Porém, uma das coisas que torna a série mais robusta do que o livro (fenómeno raro) é o excelente casting de dois jovens atores, que trazem mais realismo e empatia para aquela representação geracional. Daisy Edgar-Jones e Paul Mescal, pouco mais do que estreantes, trazem uma naturalidade e simultaneamente uma aspereza às personagens que torna a convivência com elas muito mais apetecível. Mescal está nomeado para um Emmy e não é caso para menos.
Como obra extremamente geracional que é, talvez a minha grande questão com “Normal People” seja mesmo a minha idade. Quer em livro quer em streaming, é um relato profundamente millenial. E antes que me revirem uns olhos e venham com um “OK, boomer” – oficialmente, ainda tenho um dedinho nos millenial, já que o seu leque de idades vai dos nascidos em 1981 (o meu ano) aos nascidos em 1996. Sally Rooney é da colheita de 1991. E talvez esta angústia seja característica desta geração e o sucesso do livro e da série venham de um reconhecimento que é efetivo, eu é que simplesmente não o domino. De Mem Martins dos anos 90 para a Sligo do início da década vai um mundo de diferença, pelos vistos. Até porque, passando-se a história durante o secundário e a universidade dos protagonistas, a escola e o modo como esta funciona acabam por ser muito importantes para a progressão das personagens, e estamos aqui perante características e dinâmicas muito particulares às ilhas britânicas.
Dizer que esta adaptação para série é melhor do que o livro não terá de ser entendida como uma crítica às capacidades de Rooney, já que esta teve muita mão no resultado final da série. Não só co-escreveu os primeiros seis episódios (são 12 no total), como a série é recorrentemente o livro ipsis verbis. Mesmo em romance, a autora tem uma voz muito cinematográfica, no sentido de que cumpre essa grande máxima do guionismo: “show, don’t tell”, mostra as tuas personagens a agirem e a falarem em vez de entrares em grandes exposições e descrições sobre o seu estado de alma.

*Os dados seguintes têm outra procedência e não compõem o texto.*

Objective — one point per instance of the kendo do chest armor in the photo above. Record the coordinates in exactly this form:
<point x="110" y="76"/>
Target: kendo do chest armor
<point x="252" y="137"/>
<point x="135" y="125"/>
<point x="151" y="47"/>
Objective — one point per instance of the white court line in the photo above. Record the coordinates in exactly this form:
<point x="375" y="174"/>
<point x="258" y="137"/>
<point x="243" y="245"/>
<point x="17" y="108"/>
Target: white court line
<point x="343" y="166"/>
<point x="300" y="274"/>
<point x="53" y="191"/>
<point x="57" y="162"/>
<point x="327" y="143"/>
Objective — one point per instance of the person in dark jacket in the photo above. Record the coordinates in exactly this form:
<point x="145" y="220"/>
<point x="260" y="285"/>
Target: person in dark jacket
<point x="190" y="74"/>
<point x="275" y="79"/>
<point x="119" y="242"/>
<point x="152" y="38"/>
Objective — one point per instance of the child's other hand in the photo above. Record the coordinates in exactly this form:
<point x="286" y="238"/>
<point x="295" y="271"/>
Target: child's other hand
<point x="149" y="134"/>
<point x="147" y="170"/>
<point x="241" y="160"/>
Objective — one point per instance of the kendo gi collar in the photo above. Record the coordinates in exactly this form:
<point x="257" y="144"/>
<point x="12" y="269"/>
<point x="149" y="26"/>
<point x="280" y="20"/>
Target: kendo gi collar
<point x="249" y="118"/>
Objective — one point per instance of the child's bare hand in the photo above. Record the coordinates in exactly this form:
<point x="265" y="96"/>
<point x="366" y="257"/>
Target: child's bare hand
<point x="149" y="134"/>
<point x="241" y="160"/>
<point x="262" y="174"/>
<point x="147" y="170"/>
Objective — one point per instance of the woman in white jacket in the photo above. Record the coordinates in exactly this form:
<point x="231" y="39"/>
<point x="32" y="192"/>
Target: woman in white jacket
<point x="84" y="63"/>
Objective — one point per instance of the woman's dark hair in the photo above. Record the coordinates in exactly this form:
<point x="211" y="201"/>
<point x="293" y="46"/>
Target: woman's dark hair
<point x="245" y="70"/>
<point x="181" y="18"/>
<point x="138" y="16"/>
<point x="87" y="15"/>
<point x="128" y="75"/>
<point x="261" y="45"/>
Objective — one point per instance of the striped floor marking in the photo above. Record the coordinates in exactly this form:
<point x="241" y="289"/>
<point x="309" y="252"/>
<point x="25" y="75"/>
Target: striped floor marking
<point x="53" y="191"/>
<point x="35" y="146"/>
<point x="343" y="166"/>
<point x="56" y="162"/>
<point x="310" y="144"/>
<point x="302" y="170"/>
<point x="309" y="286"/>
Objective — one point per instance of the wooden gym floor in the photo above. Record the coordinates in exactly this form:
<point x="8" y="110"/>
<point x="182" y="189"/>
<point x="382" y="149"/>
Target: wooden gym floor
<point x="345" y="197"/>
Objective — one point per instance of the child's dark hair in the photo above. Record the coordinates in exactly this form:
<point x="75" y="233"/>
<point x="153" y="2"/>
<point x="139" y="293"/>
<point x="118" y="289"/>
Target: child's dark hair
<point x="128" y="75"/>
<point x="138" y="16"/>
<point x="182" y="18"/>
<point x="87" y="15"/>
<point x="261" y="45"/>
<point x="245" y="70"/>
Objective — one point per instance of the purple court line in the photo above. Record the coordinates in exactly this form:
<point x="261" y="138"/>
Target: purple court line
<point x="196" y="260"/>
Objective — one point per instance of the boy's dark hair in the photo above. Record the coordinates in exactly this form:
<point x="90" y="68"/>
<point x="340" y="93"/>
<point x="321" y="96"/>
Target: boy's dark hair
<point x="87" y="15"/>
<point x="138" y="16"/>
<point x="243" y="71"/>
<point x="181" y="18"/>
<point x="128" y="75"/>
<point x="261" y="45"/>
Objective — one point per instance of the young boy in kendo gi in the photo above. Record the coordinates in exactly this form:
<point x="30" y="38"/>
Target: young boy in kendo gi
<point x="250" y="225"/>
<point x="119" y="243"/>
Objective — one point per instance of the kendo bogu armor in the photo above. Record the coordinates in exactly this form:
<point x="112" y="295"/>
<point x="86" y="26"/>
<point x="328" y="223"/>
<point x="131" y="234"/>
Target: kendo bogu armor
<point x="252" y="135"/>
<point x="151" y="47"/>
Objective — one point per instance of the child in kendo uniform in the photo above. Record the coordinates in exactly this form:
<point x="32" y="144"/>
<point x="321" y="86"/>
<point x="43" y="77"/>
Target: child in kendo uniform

Noutra fase da história do audiovisual, “Normal People” teria sido provavelmente um filme e não uma série de televisão. E a passagem de um livro com 280 páginas que tem só uma narrativa bastante linear para 12 episódios poderia ter corrido desastrosamente, num mastigar inane e repetitivo. Curiosamente, a série consegue aguentar-se bem entre o ritmo e a contemplação, mérito de diálogos competentes e do tal casting acertado. Não é uma “Casa de Papel”, com mil coisas a acontecer, cheia de twists e plots secundários, por isso não se espere mais que uma história que se resume em poucas palavras. Mas é competente no realismo e na normalidade que o título apregoa. Assim se sintam com pachorra para aturar a Marianne e o Connell.